Part two of the book studies the truce itself by taking a detailed look at the war diaries of the individual British units that formed the BEF line on 25 December 1914. Again, this is something that is woefully missing from contemporary media articles on the truce and highlights that it was not an occurrence along the entire front line; some British soldiers climbed out into no-man's-land to meet their German counterparts, but others, such as the Grenadier Guards continued hostilities throughout the day. Along with the unit diaries, Baker has also pulled in other contemporary sources, such as letters, personal diaries, recollections of veterans and newspaper publications. The second section has attempted to corroborate some of these sources in a proper historical sense, rather than just relying on one letter or diary entry as empirical evidence, which some other commentators on the truce have done.


This is where some of the interesting aspects of the book shine through. It is notable that some of the letters that were published in newspapers in 1914/5 speak of the Germans as being 'fed up' of the war, almost as though this is providing a morale boost for the readers. The use of contemporary evidence also challenges the much mythologised football 'match'. This 'match' was the centrepiece of the recent high profile Sainsbury's Christmas advert (I'm not providing a link to it, cos I hate it...) and a UEFA event that commemorated the truce (ditto).

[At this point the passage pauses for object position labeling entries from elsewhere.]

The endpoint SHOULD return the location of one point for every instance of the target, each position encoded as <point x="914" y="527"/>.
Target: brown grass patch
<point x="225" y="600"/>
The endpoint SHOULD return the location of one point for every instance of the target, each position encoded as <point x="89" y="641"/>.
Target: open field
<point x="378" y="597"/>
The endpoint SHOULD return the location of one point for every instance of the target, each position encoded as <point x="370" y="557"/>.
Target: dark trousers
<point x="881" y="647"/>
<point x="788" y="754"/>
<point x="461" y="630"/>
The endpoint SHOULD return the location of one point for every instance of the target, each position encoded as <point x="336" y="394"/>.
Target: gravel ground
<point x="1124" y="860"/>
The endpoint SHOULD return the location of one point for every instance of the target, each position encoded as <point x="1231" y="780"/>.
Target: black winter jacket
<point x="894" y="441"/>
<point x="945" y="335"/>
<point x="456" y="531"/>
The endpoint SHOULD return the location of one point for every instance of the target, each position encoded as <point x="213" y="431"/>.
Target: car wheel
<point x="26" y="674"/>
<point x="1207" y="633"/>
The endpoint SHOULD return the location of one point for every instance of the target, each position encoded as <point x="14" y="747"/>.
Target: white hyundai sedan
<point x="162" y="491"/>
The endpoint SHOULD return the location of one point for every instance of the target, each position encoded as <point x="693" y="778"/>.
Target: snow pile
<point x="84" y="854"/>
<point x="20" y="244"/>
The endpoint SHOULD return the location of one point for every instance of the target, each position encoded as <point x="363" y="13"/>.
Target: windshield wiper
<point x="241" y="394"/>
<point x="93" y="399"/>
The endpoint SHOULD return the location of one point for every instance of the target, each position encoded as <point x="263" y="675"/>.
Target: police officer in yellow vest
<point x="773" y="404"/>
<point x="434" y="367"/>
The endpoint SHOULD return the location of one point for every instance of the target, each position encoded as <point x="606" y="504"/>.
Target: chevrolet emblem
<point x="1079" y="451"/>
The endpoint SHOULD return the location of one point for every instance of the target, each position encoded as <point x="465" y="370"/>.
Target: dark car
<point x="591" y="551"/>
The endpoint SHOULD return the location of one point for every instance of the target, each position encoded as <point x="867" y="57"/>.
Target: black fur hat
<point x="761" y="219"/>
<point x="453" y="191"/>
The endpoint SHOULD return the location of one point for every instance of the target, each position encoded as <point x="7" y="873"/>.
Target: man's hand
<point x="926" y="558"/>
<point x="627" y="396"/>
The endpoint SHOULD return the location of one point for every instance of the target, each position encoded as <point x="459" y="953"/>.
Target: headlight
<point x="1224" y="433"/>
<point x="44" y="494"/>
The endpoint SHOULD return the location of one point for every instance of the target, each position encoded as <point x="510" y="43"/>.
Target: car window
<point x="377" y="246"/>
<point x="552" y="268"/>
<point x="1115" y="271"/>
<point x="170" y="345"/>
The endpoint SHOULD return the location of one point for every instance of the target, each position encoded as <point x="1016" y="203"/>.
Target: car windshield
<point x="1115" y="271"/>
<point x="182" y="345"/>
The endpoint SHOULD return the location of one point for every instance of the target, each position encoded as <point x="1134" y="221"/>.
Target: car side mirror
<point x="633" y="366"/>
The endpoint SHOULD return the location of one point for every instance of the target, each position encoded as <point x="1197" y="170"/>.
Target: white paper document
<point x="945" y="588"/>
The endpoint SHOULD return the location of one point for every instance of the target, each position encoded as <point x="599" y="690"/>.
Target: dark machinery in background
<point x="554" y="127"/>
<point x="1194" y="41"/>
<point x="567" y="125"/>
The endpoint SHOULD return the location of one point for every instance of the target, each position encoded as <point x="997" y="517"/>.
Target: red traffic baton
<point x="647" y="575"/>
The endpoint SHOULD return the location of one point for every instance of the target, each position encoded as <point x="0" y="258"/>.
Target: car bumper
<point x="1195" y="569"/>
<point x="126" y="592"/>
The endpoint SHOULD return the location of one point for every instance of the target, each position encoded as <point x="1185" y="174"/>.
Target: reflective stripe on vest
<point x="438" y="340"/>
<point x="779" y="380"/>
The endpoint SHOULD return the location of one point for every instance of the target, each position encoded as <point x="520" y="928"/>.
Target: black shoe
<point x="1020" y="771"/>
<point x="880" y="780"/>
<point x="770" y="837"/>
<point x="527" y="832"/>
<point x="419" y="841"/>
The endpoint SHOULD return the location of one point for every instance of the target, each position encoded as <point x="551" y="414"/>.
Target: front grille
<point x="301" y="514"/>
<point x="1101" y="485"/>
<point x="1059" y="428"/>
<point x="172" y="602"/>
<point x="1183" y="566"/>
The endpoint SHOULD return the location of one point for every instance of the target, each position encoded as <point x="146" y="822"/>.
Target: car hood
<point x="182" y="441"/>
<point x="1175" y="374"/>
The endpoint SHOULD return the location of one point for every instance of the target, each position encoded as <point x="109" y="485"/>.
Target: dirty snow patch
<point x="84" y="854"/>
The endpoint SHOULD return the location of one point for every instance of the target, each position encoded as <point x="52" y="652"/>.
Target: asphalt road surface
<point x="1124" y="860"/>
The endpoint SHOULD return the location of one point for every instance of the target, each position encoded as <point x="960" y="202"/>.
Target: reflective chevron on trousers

The 'evidence' for such a match appears to hinge on the recollections of a few veterans, conducted 50 years after the events. Historical scrutiny shows that some of the units mentioned by them were not even in the same place as described and one had even lied about the rank he had achieved! Veterans recollections are notoriously difficult to use as a historical tool, as interviews are generally conducted some time after the events, which leads to misremembering, influences from exterior sources and even interviewer bias. This is not to say that recollections are useful, they just have to be checked against other historical sources for their accuracy. The Truce perfectly sums up these problems in the final section on football in the trenches.


*misremembers

There undoubtedly were football matches between men in British units and even the Germans kicking a ball across no-man's-land is mentioned, but none of this adds up to a 'match' between the opposing armies by any means. Several pages of The Truce specifically debunk this myth that appears to have taken hold in the public's shared knowledge of the First World War. The fact that the British diaries barely mention football in a period when the game was at a peak of interest at home and in the army says a lot about the myth!


All in all, this is an excellent book, full of good rigorous revisionist historical work on a largely mythologised subject and all proceeds go towards up keep of the Long, Long Trail website, so is worth the cover price for that alone. Now, all I need to see is a sister publication that examines in detail the German unit diaries that were opposite the BEF on Christmas Day 1914.